Замысел созревал долго и трудно — так дерево сначала глубоко пускает корни, прежде чем раскинуть густую крону. Они, его предшественники, смотрели на природу другими глазами. Для них вот такая излучина реки была самой незыблемостью. Он же знал, что она лишь краткий миг уходящего. В этом было его преимущество: он смотрел на природу — ту, что когда-то владела всей землей, — глазами стороннего человека. Он был жителем страны ракет и умных механизмов: он знал пейзажи Марса, Луны, Венеры. И он был гостем, которому все внове там, где художники прошлого были хозяевами. Гостем жилища, которое подлежало сносу и которое заслуживало последнего «прости».
Но для гостя вещи хозяина не более чем диковинки или безликие предметы, которые не выдают случайному взгляду свое кровное родство с человеком. Эту трудность Глеб ощутил сразу.
Подобно космическому кораблю, который, чтобы верней достичь цели, испытующе узит круги над чужой планетой, Глеб, чувствуя неподатливость среды, подбирался к картине годами, с каждой поездкой приближаясь к сердцу темы.
Понять уходящее душой хозяина, не расставаясь со свежестью взгляда пытливого прохожего, — как это было трудно! Прежде всего оказалось проблемой найти нетронутые уголки среднерусской природы. Заповедники не оправдали надежд. В них все как будто дышало подлинностью, но в первый же день Глеб наткнулся на овраг, аккуратно — чтобы ливни больше не ранили землю — перегороженный бетонными стенками. И он уже не смог работать. Ему, словно ныряльщику, приходилось отталкивать весь привычный образ жизни, преодолевать упругость привычек, чтобы достичь дна, где девственно пахнет луговым разнотравьем. Одно неверное движение выталкивало его обратно.

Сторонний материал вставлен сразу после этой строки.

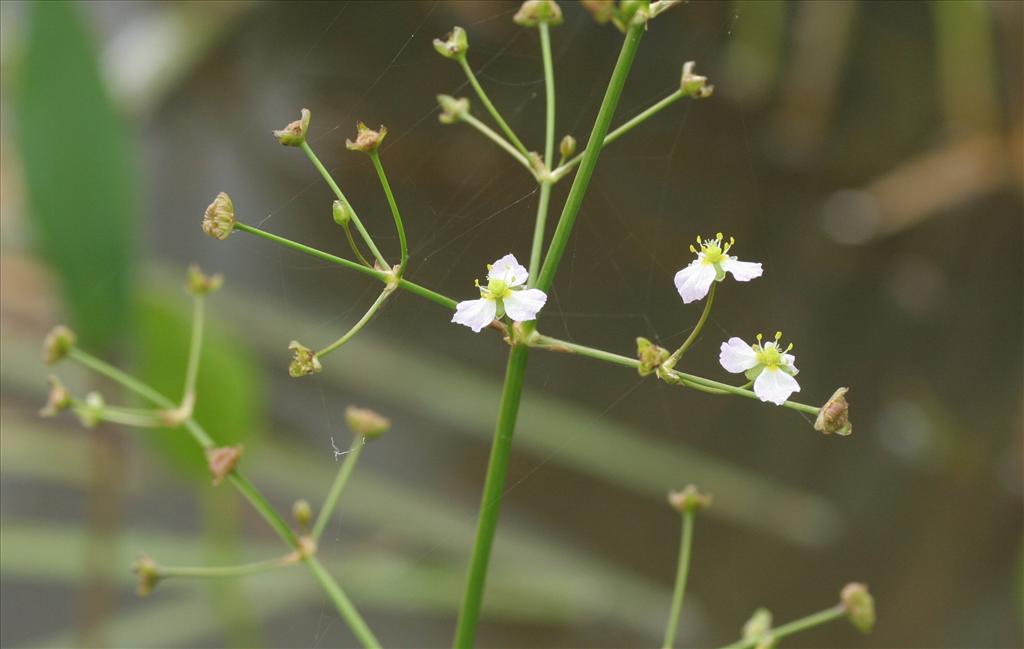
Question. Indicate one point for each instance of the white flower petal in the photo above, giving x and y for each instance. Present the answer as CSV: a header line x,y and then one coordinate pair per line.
x,y
775,386
693,282
737,356
741,270
787,363
523,305
509,270
475,313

А находить места, где ничто не выдавало присутствия человека, который всюду и везде даже мимолетом перестраивает все по-своему, становилось труднее и труднее. Он уезжал на лето, а когда возвращался, на земле было уже теснее от тех сорока миллионов, которые успевали родиться за время его отсутствия. И этот прирост был как половодье, который затапливал островок за островком.
Художник не сдавался — искал, находил, смотрел, думал. Но не брался за краски. Стрелок нажимает на спуск не тогда, когда он видит яблочко мишени, мушку и прорезь прицела на одной линии, а когда он чувствует, что выстрел будет верным. Так и Глеб ждал подсказки изнутри: «готово».
Этим летом он услышал подсказку.
Незаметно для себя теперь он старался делать все — ходить, купаться, собирать хворост для костра — как можно тише, словно опасаясь спугнуть что-то. По той же причине он ни разу не включил меафон, ибо с щелчком тумблера сюда бы вошел мир громких звуков, напряженного ритма дел, от которого словно исходил ток высокого напряжения. Там, в его мире, имели цену и значение триллионные доли секунд — за этот срок включались двигатели звездолетов, вспыхивали термоядерные реакции. Здесь же часы стояли. Они показывали одно и то же: геологическую эпоху, в которой возник человек.